Commemoration at Groesbeek

July 30, 2012 by Sharon Adams

Last week a contingent of 225 members of the Canadian Forces pause during a 40-kilometre march to pay their respects to the fallen at Groesbeek Canadian War Cemetery near Nijmegen, Netherlands. With them were VIPs, including the U.S. ambassador to Canada, MP Randy Hoback, the senior U.S. military attaché to Canada, and representatives of Veterans Affairs Canada, The Royal Canadian Legion and Logistik Unicorp.

Buried there are 2,338 Canadian soldiers and airmen who died liberating the Netherlands in 1944 and 1945. Allied  Forces entered the Netherlands in September 1944, and cleared and secured the ports and coastline.  Many of those in this cemetery were casualties of the Battle of the Rhineland, where the 2nd and 3rd Canadian infantry divisions and the 4th Canadian Armoured Division cleared the territory between the Maas and the Rhine in February and March 1945.

The cemetery also contains a memorial commemorating  more than 1,000 Commonwealth forces who died  from August 1944 to the end of the war, and whose resting places are not known.

The Dutch carefully tend the Canadian graves, a task handed down from father to son and mother to daughter through the decades.  They have been forever grateful for their liberation, after the Hunger Winter, when the Germans had stripped the country of food and fuel and thousands of men, women and children died of hunger and cold.

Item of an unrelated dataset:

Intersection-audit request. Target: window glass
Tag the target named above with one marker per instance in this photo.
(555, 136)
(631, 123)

During a trip to the Netherlands commemorating the 65th anniversary of the liberation, I heard many stories of the hardships and of the relief brought by Canadian troops.  Some described the experience as surreal—one minute thinking they were going to starve to death, the next watching Canadian troops donning skates for impromptu hockey games, with the distant sound of battle still to be heard. There were also stories of Canadians breaking the rules to share their rations. One grandfather told me how as a young man he was so weak from starvation, knowing he was at most days from death, that he could not rise from his bed to go to the window to watch the Canadian troops coming into town.

I interviewed Canadians who were part of the liberation force, young men forever scarred by their battle experiences against an enemy told to hold positions at any cost.  In Zutphen, a sniper, a teenaged member of the Hitler Youth, took this order so seriously, he refused to come down from a tower, even when told it would be set afire. One Canadian soldier, then 18 years old, was detailed to search through the basements of the town for enemy soldiers; he found no soldiers, but did find bodies of mothers, their arms wrapped around their children, victims of the retreat, and a memory that has plagued his dreams for more than 65 years.